2. Unabhängig von der Unwirksamkeit der Klausel wertet das Gericht das Festhalten des Klägers an dem Heimfallanspruch nach Aufhebung des Zwangsversteigerungsverfahrens als unzulässige Rechtsausübung (§ 242 BGB). Das Gericht erachtet den vorliegenden Fall dem von dem BGH in WM 1969, 633 entschiedenen im Ergebnis vergleichbar. Darauf, dass der Eigentümer dort - anders als hier - selbst die Zwangsvollstreckung betrieben hat, kommt es nicht entscheidend an Das Gericht sieht es im vorliegenden Fall auch nicht als entscheidend an, dass die Zwangsversteigerung nicht wegen eines ganz unbedeutenden Betrages angeordnet worden ist Maßgebend ist, dass es sich um die Wohnung des Beklagten handelt, und dass es dem Beklagten gelungen ist, die Zwangsversteigerung durch Zahlung seiner Schulden abzuwenden, mithin von nur vorübergehenden Zahlungsschwierigkeiten auszugehen ist, wobei seitens des Klägers nichts dafür vorgetragen ist, dass der Beklagte sie verschuldet hat, während der Beklagte Umstände dargelegt hat, die den Schluss zulassen, er sei ohne Verschulden durch Abschluss eines ungünstigen Vergleichs und Krankheit in die für ihn so nachteilige Lage gekommen. Durch das Festhalten an dem Heimfallanspruch würde der Beklagte einen erheblichen Schaden erleiden, auch wenn ihm eine angemessene - nicht abdingbare - Vergütung zu gewähren ist in Höhe von mindestens 2/3 des Wertes des Erbbaurechts (§ 32 Abs. 2 ErbbVO) (nicht nur des Wertes der baulichen Anlagen) im Zeitpunkt der Erfüllung des Heimfallanspruchs (BGH MDR 1992, 255).
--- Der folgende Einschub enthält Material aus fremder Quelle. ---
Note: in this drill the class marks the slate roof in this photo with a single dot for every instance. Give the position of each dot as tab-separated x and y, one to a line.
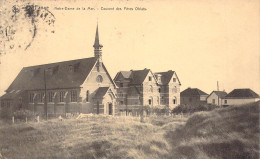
167	76
101	92
220	94
11	95
126	74
138	76
242	93
67	74
192	92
Es ist hingegen nicht erkennbar, dass der Kläger überhaupt einen Nachteil durch die Fortsetzung des noch bis zum Ende des Jahres 2071 laufenden Vertrages hat. Das Festhalten an dem Heimfallanspruch nach Aufhebung des Zwangsversteigerungsverfahrens ist unter diesen Umständen als unzulässige Rechtsausübung zu werten.

Die Nebenentscheidungen folgen aus den §§ 91 Abs. 1, 708 Nr. 10, 711, 546 Abs. 2, § 3 ZPO.